[
https://issues.apache.org/jira/browse/HIVE-3301?page=com.atlassian.jira.plugin.system.issuetabpanels:comment-tabpanel&focusedCommentId=13422787#comment-13422787
]
Zhenxiao Luo commented on HIVE-3301:
------------------------------------
The problem is:
In hadoop23, TaskLogServlet.java is using a new utility HtmlQuoting.java to
print Task Log.
In TaskLogServlet.java, printTaskLog() function:
result = taskLogReader.read(b);
if (result > 0) {
if (plainText) {
out.write(b, 0, result);
} else {
HtmlQuoting.quoteHtmlChars(out, b, 0, result);
}
} else {
break;
}
While, in hadoop20, TaskLogServlet.java is using its own utility(there is no
such HtmlQuoting.java at all) to print Task Log:
In TaskLogServlet.java, printTaskLog fucntion:
result = taskLogReader.read(b);
if (result > 0) {
if (plainText) {
out.write(b, 0, result);
} else {
quotedWrite(out, b, 0, result);
}
} else {
break;
}
And in Hive, TaskLogProcessor.java is generating stack trace by reading the raw
taskAttemptLog.
In ql/src/java/org/apache/hadoop/hive/ql/exec/errors/TaskLogProcessor.java,
getStackTraces() fuction:
List<String> stackTrace = null;
// Patterns that match the middle/end of stack traces
Pattern stackTracePattern = Pattern.compile("^\tat .*",
Pattern.CASE_INSENSITIVE);
Pattern endStackTracePattern =
Pattern.compile("^\t... [0-9]+ more.*", Pattern.CASE_INSENSITIVE);
while ((inputLine = in.readLine()) != null) {
if (stackTracePattern.matcher(inputLine).matches() ||
endStackTracePattern.matcher(inputLine).matches()) {
To have Hive working for both hadoop20 and hadoop23, we should use different
mechanisms when hive TaskLogProcessor is parsing TaskAttemptLog.

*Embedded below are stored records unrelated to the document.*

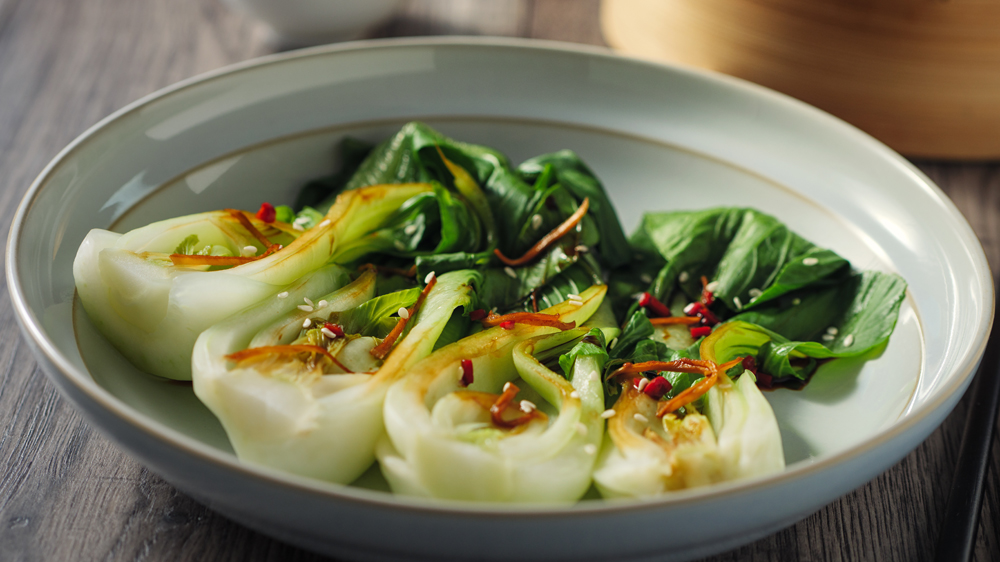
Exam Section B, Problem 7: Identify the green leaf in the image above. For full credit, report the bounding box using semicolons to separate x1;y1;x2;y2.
330;287;420;337
302;137;374;213
632;208;849;315
274;205;295;223
174;234;198;256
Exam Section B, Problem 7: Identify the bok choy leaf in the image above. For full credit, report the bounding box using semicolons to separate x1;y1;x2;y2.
377;286;604;502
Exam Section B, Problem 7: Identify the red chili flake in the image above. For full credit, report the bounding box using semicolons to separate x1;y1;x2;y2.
461;359;472;386
642;377;674;400
691;326;712;339
257;202;278;224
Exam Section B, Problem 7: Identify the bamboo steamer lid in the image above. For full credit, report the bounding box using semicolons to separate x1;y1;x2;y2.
601;0;1000;159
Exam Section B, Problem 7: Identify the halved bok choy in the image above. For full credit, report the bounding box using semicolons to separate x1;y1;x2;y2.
192;266;478;484
73;184;432;380
594;310;785;497
376;285;617;502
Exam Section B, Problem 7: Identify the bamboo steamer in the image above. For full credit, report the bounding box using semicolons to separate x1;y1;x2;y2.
601;0;1000;159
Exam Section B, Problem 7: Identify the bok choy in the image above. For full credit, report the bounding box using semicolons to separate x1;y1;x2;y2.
193;266;477;484
73;184;432;380
377;286;617;502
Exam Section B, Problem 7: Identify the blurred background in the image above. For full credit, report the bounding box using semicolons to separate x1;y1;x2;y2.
0;0;1000;561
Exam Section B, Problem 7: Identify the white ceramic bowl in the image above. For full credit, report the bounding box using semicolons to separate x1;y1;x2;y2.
7;39;993;561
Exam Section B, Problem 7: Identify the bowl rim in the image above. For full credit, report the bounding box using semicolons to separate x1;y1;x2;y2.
5;36;995;518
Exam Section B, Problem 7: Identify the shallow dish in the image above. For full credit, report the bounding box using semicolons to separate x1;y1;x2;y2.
7;39;993;560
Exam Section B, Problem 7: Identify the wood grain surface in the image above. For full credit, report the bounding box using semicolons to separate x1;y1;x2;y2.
0;0;1000;561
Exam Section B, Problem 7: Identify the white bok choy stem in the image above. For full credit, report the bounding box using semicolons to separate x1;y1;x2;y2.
193;270;478;484
376;285;617;502
594;328;785;497
73;184;432;380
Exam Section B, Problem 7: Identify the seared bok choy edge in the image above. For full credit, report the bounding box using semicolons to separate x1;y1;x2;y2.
594;316;785;497
376;285;617;502
73;184;432;380
193;266;478;484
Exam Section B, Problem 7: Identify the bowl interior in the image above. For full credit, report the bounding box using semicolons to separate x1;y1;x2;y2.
9;38;992;508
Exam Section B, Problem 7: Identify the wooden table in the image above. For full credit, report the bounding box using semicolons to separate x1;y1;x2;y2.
0;0;1000;561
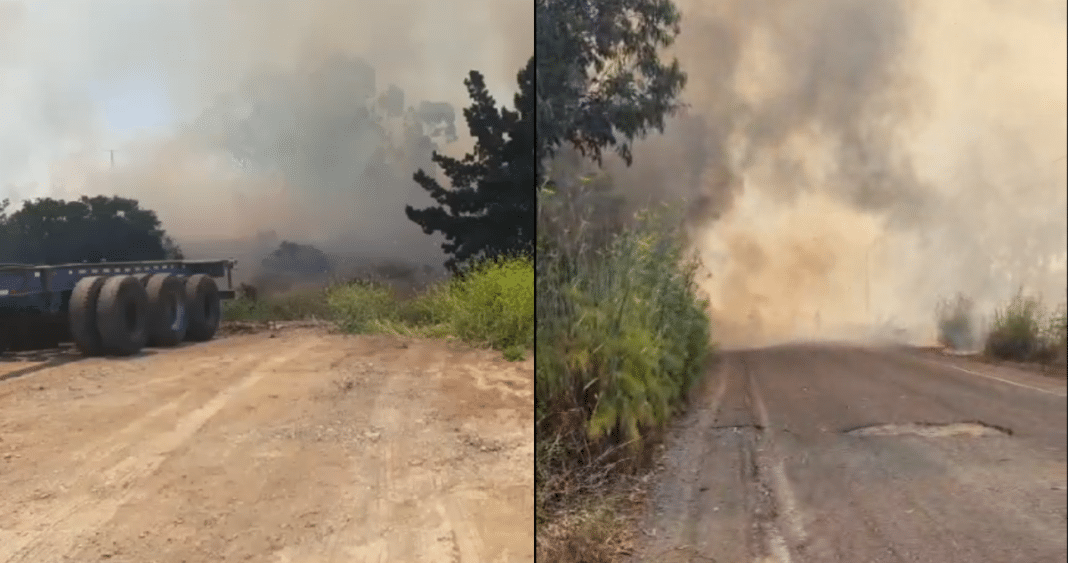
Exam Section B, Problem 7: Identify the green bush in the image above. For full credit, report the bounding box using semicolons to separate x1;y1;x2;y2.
327;259;534;359
535;184;710;457
986;291;1066;362
447;259;535;350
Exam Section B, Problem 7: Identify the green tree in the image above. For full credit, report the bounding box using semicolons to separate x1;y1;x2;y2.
405;57;537;272
535;0;686;179
0;196;182;264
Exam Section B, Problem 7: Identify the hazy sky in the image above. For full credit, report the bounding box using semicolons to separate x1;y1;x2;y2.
0;0;533;199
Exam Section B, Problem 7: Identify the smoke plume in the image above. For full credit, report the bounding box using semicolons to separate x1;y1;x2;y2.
0;0;534;273
589;0;1068;344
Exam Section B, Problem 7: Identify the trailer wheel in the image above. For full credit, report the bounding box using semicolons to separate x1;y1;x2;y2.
96;276;148;356
186;273;222;342
145;273;189;346
67;276;107;356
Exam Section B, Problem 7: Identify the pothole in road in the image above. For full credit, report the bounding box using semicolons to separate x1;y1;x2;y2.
844;421;1012;438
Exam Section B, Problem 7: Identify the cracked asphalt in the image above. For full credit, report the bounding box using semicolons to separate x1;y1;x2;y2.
637;345;1068;563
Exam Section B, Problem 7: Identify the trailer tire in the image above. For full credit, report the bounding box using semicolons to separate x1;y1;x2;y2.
96;276;148;356
145;273;189;346
67;276;108;357
186;273;222;342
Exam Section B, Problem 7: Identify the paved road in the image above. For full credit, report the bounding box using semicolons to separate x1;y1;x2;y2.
639;345;1068;563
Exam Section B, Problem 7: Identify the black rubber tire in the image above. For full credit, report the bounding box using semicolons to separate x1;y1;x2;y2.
145;273;189;346
67;276;108;357
186;273;222;342
96;276;148;356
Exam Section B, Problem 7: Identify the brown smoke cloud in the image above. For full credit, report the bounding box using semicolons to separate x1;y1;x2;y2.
0;0;534;273
589;0;1068;345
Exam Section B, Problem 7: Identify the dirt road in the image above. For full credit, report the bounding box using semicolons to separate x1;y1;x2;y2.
0;329;534;563
639;345;1068;563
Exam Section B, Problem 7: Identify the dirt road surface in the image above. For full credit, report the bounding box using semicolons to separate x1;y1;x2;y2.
0;329;534;563
638;345;1068;563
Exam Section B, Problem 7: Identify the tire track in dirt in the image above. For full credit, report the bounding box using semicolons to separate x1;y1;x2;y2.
0;343;312;563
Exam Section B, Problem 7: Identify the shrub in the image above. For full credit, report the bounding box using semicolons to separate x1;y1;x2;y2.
327;257;534;360
535;182;710;461
985;290;1066;362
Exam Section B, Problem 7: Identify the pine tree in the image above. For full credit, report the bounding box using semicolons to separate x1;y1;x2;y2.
405;57;537;272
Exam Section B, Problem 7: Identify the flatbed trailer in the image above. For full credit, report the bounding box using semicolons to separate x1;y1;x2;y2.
0;260;236;356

My plan is creating a shim, which have different implementations for hadoop20
and hadoop23.
In hadoop23, HtmlQuoting.unquoteHtmlChars() is used to parse the TaskAttemptLog.
> Fix quote printing bug in mapreduce_stack_trace.q testcase failure when
> running hive on hadoop23
> ------------------------------------------------------------------------------------------------
>
> Key: HIVE-3301
> URL: https://issues.apache.org/jira/browse/HIVE-3301
> Project: Hive
> Issue Type: Bug
> Reporter: Zhenxiao Luo
> Assignee: Zhenxiao Luo
>
> When running hive on hadoop0.23, mapreduce_stack_trace.q is failing due to
> quote printing bug:
> quote is printed as: '"', instead of "
> Seems not able to state the bug clearly in html:
> quote is printed as 'address sign' + 'quot' + semicolon
> not the expected 'quote sign'
--
This message is automatically generated by JIRA.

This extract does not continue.